The aircraft landed mere hours after repairs to the runway were completed, a project that’s been underway since Iraqi security forces retook the airfield from Da’esh in July of this year.
“It’s taken several months to plan this mission,” said Lt. Col. John Poole, 386th Expeditionary Operations Support Squadron commander. “A big part of it was since before the airfield was taken, we knew that it had been damaged significantly by [Da’esh] as they were either holding the field or then evacuating the area as the Iraqi security forces liberated the field. It’s taken several months to repair that damage.”
The airfield, known colloquially as Q-West, serves as a staging hub for forces fighting to liberate Mosul from Da’esh. Its degraded state has made supplying front line fighters difficult, but Friday’s successful mission has helped ensure the base is ready for more robust operations.
The C-130s were carrying firefighters and their equipment into the airfield in order to establish a fire rescue capability there for future flights. They also brought along ammunition, both for defense of the airfield itself and for ground troops moving into Mosul.
Being the first aircraft to fly into a newly renovated airfield under cover of darkness presented a particularly difficult challenge, said Maj. Jeff Noble, 737th EAS instructor pilot and the aircraft commander for the flight.
“When there is no other lighting around, it can be very difficult to see other features, so you have to trust in your planning in order to make sure that the mission is successful,” he said. “Sometimes it can be just landing in a black hole with four little lights, which is what we had the other night.”

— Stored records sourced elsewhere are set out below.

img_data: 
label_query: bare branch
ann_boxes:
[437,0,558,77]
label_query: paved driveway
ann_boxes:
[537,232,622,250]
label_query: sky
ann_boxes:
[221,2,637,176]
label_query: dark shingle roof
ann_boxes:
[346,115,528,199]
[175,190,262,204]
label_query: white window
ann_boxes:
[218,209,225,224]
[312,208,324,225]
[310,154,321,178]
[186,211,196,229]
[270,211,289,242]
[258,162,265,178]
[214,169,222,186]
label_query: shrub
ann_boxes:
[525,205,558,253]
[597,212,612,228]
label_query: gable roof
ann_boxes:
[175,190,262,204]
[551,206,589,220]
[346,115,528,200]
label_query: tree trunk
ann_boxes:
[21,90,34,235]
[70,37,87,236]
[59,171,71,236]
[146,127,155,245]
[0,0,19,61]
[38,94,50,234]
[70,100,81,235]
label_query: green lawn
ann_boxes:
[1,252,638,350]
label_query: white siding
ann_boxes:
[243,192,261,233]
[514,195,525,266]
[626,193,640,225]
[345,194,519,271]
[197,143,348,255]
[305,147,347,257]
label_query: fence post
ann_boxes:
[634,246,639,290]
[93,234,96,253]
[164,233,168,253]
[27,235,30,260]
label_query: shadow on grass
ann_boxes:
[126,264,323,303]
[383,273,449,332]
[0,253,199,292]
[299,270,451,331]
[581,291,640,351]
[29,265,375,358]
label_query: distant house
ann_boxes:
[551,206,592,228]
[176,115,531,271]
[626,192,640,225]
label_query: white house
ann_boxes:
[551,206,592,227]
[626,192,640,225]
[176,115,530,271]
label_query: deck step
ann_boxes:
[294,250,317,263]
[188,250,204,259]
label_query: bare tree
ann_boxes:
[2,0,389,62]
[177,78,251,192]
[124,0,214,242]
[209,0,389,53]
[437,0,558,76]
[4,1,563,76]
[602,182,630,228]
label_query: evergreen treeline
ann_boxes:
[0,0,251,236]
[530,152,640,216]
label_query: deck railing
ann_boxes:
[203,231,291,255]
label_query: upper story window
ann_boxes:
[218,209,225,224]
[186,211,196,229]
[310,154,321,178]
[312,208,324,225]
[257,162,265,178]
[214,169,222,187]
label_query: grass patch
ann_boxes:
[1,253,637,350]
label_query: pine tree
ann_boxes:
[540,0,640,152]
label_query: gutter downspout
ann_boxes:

Despite the challenges, Noble and his crew felt confident about the flight due to all the support they received from the rest of the squadron.
“That’s why we’re able to do what we do,” he explained. “Go out and execute the mission, because we’re well prepared and well taken care of.”
Moving forward, Q-West will continue to play a significant role in supplying the fight in Mosul and beyond.
“This brings us one step closer to wiping Da’esh off the face of the map,” said Poole. “This will help us support our Iraqi security forces and our partners in the coalition into liberating the city of Mosul and handing over a free city back to the people of Iraq.”